И был этот стон, этот жалобный плач о невозвратном, страшен и нескончаем…
2
Как светел мир! Как просторен! А небо — до чего же оно голубое, высокое! А солнце!.. Конечно, берегись на него смотреть прямо, и все равно — какое оно теплое, ласковое!.. Белый щенок, сидевший под стенкой сарая, на припеке, не выдержал и заскулил от удовольствия. Ему здесь так сухо, так мягко — под ним пучок соломы с ошметками засохшего конского навоза… Какая благодать!

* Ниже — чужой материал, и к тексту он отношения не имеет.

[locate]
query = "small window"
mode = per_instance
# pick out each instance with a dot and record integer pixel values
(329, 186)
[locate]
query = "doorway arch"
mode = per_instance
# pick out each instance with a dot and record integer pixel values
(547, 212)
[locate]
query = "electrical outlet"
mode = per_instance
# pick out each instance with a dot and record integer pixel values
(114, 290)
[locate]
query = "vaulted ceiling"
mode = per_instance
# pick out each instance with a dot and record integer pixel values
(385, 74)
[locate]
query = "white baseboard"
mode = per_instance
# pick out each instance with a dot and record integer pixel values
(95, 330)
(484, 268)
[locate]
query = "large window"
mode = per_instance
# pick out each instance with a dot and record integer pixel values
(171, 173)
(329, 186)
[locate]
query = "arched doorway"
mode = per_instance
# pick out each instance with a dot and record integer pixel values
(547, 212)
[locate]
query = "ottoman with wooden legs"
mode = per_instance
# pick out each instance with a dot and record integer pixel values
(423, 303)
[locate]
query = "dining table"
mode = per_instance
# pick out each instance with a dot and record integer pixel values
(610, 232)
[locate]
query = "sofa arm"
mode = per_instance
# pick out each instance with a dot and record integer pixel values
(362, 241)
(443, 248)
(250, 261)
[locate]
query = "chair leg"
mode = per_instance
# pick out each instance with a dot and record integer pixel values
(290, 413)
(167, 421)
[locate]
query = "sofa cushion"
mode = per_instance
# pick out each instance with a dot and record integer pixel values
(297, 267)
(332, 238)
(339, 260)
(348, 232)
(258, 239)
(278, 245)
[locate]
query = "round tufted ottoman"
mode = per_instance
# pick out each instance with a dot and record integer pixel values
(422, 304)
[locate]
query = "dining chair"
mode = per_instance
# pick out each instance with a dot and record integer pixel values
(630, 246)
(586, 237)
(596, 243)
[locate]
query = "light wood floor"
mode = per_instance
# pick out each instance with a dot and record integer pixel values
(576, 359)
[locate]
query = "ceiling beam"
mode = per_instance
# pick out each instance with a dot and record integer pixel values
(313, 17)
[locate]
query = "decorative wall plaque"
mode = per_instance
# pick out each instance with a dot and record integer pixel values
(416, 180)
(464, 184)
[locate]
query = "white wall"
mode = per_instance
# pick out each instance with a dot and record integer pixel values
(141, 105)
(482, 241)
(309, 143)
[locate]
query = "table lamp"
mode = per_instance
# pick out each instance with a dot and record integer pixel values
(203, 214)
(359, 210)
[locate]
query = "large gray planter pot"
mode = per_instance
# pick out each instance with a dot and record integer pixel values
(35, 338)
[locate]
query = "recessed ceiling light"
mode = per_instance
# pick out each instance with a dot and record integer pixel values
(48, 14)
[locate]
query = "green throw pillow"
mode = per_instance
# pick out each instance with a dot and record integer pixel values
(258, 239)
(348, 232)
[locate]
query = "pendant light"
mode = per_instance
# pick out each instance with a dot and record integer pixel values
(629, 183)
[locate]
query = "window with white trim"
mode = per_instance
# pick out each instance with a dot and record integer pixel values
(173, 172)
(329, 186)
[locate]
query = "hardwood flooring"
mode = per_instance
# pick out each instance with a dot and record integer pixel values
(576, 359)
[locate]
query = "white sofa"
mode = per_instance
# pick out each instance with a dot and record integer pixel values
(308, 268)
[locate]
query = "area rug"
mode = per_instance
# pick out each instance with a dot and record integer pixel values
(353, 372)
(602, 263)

Поблизости — лужица, наполненная талой водой. Желтая лужица, желтая вода… Щенок поднялся, подошел, осторожно лакнул — раз, другой. Вкус у воды солоноватый, неприятный, и припахивает она скверно — скотским пометом. Щенок фыркнул. Нет, пить эту воду нельзя. Он уже усвоил: все вещи делятся на те, которые можно есть или пить, и те, которые для этого непригодны. Таких, непригодных, гораздо больше, к сожалению…
Впрочем, огорчение было коротким. Щенок запрыгал по рыхлому снегу. Снег потемнел, покрылся сверху мусором и копотью, лапы в нем глубоко проваливались, и вода тотчас набегала в ямки следов. Но по их краям горячо искрились ледяные крупинки. Есть их было нельзя, но лизать можно. Вкуса у них, однако, не было никакого, и они холодили язык. Щенок отвернулся. Он был сыт — перед тем как выпустить во двор, его досыта напоили молоком.